Company Spotlight: Trimble

By Catherine McKenna

Earlier this month, the American Geographical Society had the opportunity to speak with Trimble’s Ian Warner, Director of Industry Workforce Development and Innovation, and Michelle Chessler, Vice President of Corporate Marketing. Trimble is an industrial technology company transforming the way the world works. Through their technological applications in various industries, including construction, transportation, agriculture, geospatial, and natural resources, Trimble is able to “connect the digital and physical worlds.” The company was one of the first to take GPS into the commercial market in 1978, at a time when most GPS-related concepts were only military-based. Today, tens of thousands of companies around the world use Trimble’s innovative technologies in their work, quickly becoming an industry standard. They provide solutions that enable their customers to do their jobs more efficiently, while improving workers’ safety and the overall health of the planet. 

Sustainability has been at the core of the company since its inception, and Trimble leads by example, embedding sustainability in their supply chain, offices, and operations. Chessler emphasized how Trimble “takes insights from the land and applies it to something meaningful,” which is particularly seen through their work with precision tech. A few key goals Trimble focuses on that improves planning and logistics and promotes a greener economy are to have the fewest emissions possible, to avoid performing unnecessary tasks twice, to spray minimal pesticides, and to only dig as deep as needed. Location data, precise positioning, and knowing where you are on the Earth is critical in the industries that Trimble works with. Their highly accurate data results in a productive workflow and the ability to make critically informed decisions. When it comes to industrial-scale tasks, precision down to the millimeters is imperative. Having Trimble’s technology that detects accuracy before construction takes place can save companies thousands of dollars in re-work while optimizing operations and benefiting the environment. 

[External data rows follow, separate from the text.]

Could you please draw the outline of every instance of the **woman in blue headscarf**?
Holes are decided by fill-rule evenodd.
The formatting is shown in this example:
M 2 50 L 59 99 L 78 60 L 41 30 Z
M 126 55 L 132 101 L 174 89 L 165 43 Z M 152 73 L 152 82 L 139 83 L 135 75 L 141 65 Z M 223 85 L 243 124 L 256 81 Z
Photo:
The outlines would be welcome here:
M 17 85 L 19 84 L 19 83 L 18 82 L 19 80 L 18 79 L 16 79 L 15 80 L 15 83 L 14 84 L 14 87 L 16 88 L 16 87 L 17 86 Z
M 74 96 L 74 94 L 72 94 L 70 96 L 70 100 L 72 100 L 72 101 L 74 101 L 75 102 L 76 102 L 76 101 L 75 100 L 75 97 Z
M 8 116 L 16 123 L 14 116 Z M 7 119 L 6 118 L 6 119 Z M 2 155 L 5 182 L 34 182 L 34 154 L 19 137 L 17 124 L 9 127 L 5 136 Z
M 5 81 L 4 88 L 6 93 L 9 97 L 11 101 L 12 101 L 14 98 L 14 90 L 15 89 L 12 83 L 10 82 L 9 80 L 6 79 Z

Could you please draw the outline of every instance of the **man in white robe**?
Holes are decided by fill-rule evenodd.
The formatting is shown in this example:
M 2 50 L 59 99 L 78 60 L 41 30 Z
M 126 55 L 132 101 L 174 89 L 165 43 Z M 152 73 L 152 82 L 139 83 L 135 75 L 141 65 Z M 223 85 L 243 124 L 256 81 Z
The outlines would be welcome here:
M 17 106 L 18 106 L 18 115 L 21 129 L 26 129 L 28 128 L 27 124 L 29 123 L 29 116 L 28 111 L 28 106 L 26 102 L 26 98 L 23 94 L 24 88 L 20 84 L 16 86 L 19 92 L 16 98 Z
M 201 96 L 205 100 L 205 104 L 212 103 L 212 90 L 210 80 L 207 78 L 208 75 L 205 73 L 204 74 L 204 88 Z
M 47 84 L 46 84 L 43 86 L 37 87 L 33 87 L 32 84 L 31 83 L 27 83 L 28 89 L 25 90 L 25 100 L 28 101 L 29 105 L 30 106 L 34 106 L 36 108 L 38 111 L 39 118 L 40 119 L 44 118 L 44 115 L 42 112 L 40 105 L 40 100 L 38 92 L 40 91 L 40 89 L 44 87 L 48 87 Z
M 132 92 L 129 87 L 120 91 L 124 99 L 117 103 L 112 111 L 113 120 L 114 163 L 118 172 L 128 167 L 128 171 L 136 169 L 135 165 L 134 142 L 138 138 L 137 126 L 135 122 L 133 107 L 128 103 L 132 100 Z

One impressive case study in 2022 involved a project being built by Saunders Construction of a 17-story apartment complex in Denver, Colorado with a unique architectural style and large amounts of exposed concrete. Every single element, down to the light fixtures and mechanical openings, had to be within a quarter-of-an-inch accuracy before the concrete was poured. The Saunders Construction team used a Trimble X7 laser scanner with FieldLink to scan every floor and compared each to a 3D model. Using just a tablet, the team was able to quickly analyze the models directly on-site in order to guarantee precision before pouring the concrete. Just that process alone saved the company around $20,000 – $25,000 per floor and increased the overall efficiency of the site. Aside from time and money, approximately 72 metric tons, 144,000 kgs of carbon, were also saved thanks to Trimble technology and Saunders’ implementation of virtual design and construction (VDC) processes in just the concrete floor placement process alone. This is what Trimble means when it comes to sustainability being built into the company. 

The idea of “right data, right time, right decision” allows for critical information to be accessed at the right moment for those who need it, thus Trimble is elevating productivity and allowing for cleaner and more sustainable work to be done on the planet. While the casual observer of a construction site may not grasp the importance of precision technology or the extremely complex data being collected, they reap the environmental benefits that Trimble’s technologies provide.